In addition to the fund, Irving has also partnered with the investment banking company UBS to provide financial literacy programs to all WNBA players, not just those who qualify for the money. 

"This platform was created to provide support for all WNBA players in hopes to relieve some of the financial strain imposed during these challenging times," Irving said in a statement. "Whether a person decided to fight for social justice, play basketball, focus on physical or mental health or simply connect with their families, this initiative can hopefully support their priorities and decisions."

To qualify, players must provide details around their decision to not play this season and they must verify that they are not receiving additional financial support from other organizations. The deadline to apply is August 11, with recipients of the money being notified on August 24. 

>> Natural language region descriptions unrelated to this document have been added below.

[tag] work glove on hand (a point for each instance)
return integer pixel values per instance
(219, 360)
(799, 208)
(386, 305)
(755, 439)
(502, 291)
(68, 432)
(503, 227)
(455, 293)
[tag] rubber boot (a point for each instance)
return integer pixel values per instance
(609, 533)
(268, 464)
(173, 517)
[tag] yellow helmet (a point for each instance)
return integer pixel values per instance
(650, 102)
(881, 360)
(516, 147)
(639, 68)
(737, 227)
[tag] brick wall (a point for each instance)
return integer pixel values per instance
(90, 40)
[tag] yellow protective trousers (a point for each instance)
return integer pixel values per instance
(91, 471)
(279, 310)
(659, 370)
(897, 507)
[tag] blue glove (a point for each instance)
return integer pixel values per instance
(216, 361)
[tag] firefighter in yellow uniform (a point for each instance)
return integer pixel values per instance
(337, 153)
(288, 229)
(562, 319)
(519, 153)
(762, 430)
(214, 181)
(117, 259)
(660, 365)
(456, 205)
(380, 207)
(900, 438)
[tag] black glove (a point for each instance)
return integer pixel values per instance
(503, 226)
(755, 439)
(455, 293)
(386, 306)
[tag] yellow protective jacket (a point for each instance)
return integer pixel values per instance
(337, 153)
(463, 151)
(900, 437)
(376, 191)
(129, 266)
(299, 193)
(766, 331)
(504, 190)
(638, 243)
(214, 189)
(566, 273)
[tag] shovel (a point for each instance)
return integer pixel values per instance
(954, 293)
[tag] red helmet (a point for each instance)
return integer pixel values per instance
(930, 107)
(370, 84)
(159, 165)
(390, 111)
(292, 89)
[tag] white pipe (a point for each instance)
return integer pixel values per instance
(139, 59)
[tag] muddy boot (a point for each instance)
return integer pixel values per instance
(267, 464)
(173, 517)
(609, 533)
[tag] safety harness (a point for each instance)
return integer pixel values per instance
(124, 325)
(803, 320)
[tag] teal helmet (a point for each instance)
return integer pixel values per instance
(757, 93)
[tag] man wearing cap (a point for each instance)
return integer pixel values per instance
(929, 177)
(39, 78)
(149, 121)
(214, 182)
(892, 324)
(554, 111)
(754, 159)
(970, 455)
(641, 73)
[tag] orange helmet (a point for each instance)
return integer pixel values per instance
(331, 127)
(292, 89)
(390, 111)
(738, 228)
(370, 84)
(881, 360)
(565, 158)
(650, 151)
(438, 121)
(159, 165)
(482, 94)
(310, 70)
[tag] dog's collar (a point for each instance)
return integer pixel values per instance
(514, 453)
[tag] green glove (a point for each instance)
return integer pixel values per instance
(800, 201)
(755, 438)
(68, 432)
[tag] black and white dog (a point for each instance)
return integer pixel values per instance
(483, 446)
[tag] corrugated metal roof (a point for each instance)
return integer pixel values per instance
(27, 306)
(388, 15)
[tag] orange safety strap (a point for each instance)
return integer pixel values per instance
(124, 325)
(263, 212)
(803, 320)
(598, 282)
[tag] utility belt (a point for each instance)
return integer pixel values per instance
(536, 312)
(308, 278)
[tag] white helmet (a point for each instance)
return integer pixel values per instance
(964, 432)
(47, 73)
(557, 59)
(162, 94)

Right now, the top annual salary in the WNBA is a little over $200,000, according to AP. Meaning that even if a player does get paid, her salary doesn't even compare to the millions of dollars top NBA players make each season, including Stephen Curry who made more than $40 million last year. 

Natasha Cloud and Bradley Beal speak at a press conference to raise awareness for social justice issues on June 19, 2020 in Washington DC. (Photo by Michael A. McCoy/Getty Images)
Michael A. McCoy/Getty Images

Irving, who makes an annual average salary of roughly $34 million, said he was inspired to start the fund after WNBA players Natasha Cloud of the Washington Mystics and Jewell Loyd of the Seattle Storm connected him with several of their WNBA peers who discussed some of the challenges they would face if they opted not to play when the season started on July 25. Through these conversations, he said, "I have learned about the challenges and opportunities of their decisions and how it will impact their lives, family, and overall wellbeing."

Already Cloud, along with Renee Montgomery and Tiffany Hayes of the Atlanta Dream, have announced that instead of playing this season they will be using their time to fight for social and racial justice. In addition to these players, at least 10 other players in the league have announced that they will not be playing because of health concerns or personal reasons. 

In a recent interview with ESPN's The Undefeated, Cloud said, "It's hard to think about basketball with the climate of what we're in right now socially after George Floyd was murdered." 

Though her decision to sit out this season wasn't easy, she said, "I understand that I chose the path that was much greater than myself and much greater than basketball."